Respeito a poupador vira 'risco sistêmico' no caso do Plano Verão

Marcelo Moreira

31 de julho de 2009 | 20h13

JOSUÉ RIOS – COLUNISTA DO JORNAL DA TARDE

Bem que as tramas da vida real poderiam competir em audiência com as novelas televisivas. E teríamos motivos para não tirar os olhos da tela.

Um exemplo: o movimento dos bancos, de seus estudiosos e colaboradores – e de uma das tropas cheque do governo federal – para barrar o pagamento das perdas da poupança do Plano Verão de janeiro de 1989.

Primeiro, os estudiosos das instituições do dinheiro criam números fantasiosos, segundo entidades de consumidores e sindicatos, sobre o tamanho da conta que os bancos devem pagar.

Depois os “colaboradores” disseminaram a chantagem sobre o governo, a Justiça e a opinião pública. Alegam que os bancos vão falir se forem obrigados a respeitar o direito dos poupadores.

Os defensores das instituições dizem que o débito chega a R$ 120 bilhões, enquanto entidades consumeristas falam em número bem diferente: R$ 29 bilhões.

Eis a chantagem: se pagarem a dívida os bancos vão para o buraco e levam juntos as instituições financeiras públicas, em especial a Caixa Econômica Federal, que tem o maior número de poupadores, entre os bancos públicos. Mais: haverá “risco sistêmico” para toda a economia.

Enfim, o mundo vai acabar.

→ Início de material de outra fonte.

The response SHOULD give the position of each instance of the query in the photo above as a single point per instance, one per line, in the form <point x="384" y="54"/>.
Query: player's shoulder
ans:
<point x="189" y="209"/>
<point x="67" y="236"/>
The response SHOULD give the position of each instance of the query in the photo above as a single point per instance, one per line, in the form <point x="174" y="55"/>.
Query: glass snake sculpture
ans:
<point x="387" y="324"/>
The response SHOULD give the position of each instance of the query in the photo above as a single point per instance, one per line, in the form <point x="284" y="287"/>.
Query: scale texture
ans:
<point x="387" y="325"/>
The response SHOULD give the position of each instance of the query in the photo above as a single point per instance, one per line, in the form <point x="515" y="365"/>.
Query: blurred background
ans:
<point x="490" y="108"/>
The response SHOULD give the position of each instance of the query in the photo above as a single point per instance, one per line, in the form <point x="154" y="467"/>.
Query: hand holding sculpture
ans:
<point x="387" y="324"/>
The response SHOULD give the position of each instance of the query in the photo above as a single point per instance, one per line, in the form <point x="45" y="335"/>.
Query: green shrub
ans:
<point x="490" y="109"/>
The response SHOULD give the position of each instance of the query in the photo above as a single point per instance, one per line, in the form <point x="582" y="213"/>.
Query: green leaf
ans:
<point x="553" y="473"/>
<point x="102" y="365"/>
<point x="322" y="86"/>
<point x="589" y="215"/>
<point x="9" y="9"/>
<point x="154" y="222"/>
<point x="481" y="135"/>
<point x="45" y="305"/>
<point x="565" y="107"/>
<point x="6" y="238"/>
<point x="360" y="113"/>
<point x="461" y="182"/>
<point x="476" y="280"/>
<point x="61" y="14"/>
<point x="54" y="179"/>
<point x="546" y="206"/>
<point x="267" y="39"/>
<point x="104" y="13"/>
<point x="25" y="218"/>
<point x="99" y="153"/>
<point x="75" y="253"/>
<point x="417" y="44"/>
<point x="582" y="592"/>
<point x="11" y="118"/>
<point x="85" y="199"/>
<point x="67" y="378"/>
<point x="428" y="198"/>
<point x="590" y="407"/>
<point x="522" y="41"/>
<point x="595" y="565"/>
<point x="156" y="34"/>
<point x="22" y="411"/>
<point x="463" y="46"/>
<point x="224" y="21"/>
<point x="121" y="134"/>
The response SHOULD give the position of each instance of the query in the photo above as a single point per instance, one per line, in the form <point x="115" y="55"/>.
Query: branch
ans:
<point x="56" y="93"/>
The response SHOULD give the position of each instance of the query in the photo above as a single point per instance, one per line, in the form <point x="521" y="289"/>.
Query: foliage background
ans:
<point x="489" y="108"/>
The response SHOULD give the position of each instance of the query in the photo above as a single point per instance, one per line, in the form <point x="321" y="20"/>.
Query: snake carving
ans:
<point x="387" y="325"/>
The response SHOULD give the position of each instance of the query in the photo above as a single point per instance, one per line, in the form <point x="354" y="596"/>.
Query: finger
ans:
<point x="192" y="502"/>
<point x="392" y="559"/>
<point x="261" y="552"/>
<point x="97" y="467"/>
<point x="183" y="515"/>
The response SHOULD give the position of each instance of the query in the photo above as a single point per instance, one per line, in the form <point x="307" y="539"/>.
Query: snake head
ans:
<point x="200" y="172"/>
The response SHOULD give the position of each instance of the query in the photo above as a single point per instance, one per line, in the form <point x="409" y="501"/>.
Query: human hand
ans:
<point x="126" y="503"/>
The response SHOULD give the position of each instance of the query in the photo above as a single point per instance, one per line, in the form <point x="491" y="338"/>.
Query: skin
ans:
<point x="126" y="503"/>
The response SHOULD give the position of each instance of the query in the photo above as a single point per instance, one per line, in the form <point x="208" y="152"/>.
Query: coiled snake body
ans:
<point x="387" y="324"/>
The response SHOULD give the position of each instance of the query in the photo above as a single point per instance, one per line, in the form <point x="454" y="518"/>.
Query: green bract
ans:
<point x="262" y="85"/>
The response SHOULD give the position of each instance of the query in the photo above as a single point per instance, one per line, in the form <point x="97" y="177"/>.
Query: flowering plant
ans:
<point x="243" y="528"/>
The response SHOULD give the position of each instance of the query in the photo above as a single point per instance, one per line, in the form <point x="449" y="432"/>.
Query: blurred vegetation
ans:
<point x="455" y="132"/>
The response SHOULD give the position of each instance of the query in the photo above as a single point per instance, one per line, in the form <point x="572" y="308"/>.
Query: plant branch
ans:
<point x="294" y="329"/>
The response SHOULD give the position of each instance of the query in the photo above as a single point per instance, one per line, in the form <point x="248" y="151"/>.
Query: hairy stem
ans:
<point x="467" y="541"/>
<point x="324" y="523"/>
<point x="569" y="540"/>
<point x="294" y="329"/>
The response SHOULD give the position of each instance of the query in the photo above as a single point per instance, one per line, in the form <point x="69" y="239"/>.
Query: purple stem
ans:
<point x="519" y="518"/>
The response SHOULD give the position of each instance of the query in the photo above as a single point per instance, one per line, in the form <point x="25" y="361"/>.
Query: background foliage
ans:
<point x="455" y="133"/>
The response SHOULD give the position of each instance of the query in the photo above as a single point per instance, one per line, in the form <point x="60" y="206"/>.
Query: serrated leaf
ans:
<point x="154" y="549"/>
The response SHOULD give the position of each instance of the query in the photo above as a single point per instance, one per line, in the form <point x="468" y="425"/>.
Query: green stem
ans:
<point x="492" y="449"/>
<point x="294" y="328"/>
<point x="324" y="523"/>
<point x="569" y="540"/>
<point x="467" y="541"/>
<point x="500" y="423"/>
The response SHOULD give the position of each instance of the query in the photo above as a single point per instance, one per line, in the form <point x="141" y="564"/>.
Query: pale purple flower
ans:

E além de uma gama de bem pagos colaboradores, os nossos homens públicos de plantão já se comoveram com o “alerta” e engrossaram o bloco cívico contra o “risco sistêmico,” aumentando o som da música contra o caos para a imprensa e, principalmente, indo pessoalmente falar do “apocalipse”, para os ministros do Supremo Tribunal Federal (STF).

E segundo noticiou o jornal Folha de S. Paulo na edição de 25 de julho, o “intenso lobby” do time de primeira grandeza do governo (Guido Mantega, ministério da Fazenda; Henrique Meirelles, presidente do Banco Central; e José Antonio Dias Tofolli, advogado-geral da União) estaria tendo resultados: os ministros do STF teriam admitido, nos bastidores, que estariam “sensibilizados” com a argumentação de que o “mundo acabaria”.

Enfim, se a “sensibilização” do STF à causa dos bancos for confirmada, em breve nenhum poupador receberá mais as perdas do Plano Verão, pois todos os processos que tramitam no País (fala-se em 500 mil) serão paralisados.

É bom lembrar que o STF começou a apreciação do processo com o ministro Ricardo Levandowski, negado liminar para a suspensão dos processos dos poupadores, conforme pediam os bancos. Mas agora a decisão virá do plenário da Corte Suprema (todos os ministros), e teme-se pelo poder de “sensibilização” do lobby.

Bom lembrar que, em 2001, também se dizia que, se a Caixa Econômica Federal pagasse a correção do Fundo de Garantia do Tempo de Serviço (FGTS), o mundo ia desabar. Mas a conversa fiada logo foi encerrada. Por quê?

Porque os alardeadores do caos se viram diante de outro poder político: as centrais sindicais e entidades filiadas a estas, que se mobilizaram e conseguiram um “acordão” para todos receberem 80% do crédito a que tinham direito.

Entidades de consumidores e sindicatos (poupador e trabalhador não se distinguem)poderiam tentar o mesmo caminho do acordo – e também da “sensibilização”. Parece que o Idec e o Sindicato dos Bancários de São Paulo já ensaiam passos nesse sentido.

Primeiro e óbvio ponto do acordo: processo com trânsito em julgado, ou seja, que não cabe mais recurso, e já em fase de pagamento, é intocável, e o poupador deve receber a grana.

Até mesmo porque, se ocorrer o pior, que a dura sentença do STF não alcance os processos com trânsito em julgado. Segundo o professor Nelson Nery Júnior, mexer no instituto da coisa julgada lembra o fascismo.

Última: que tiver processo em execução, deve apressar o passo.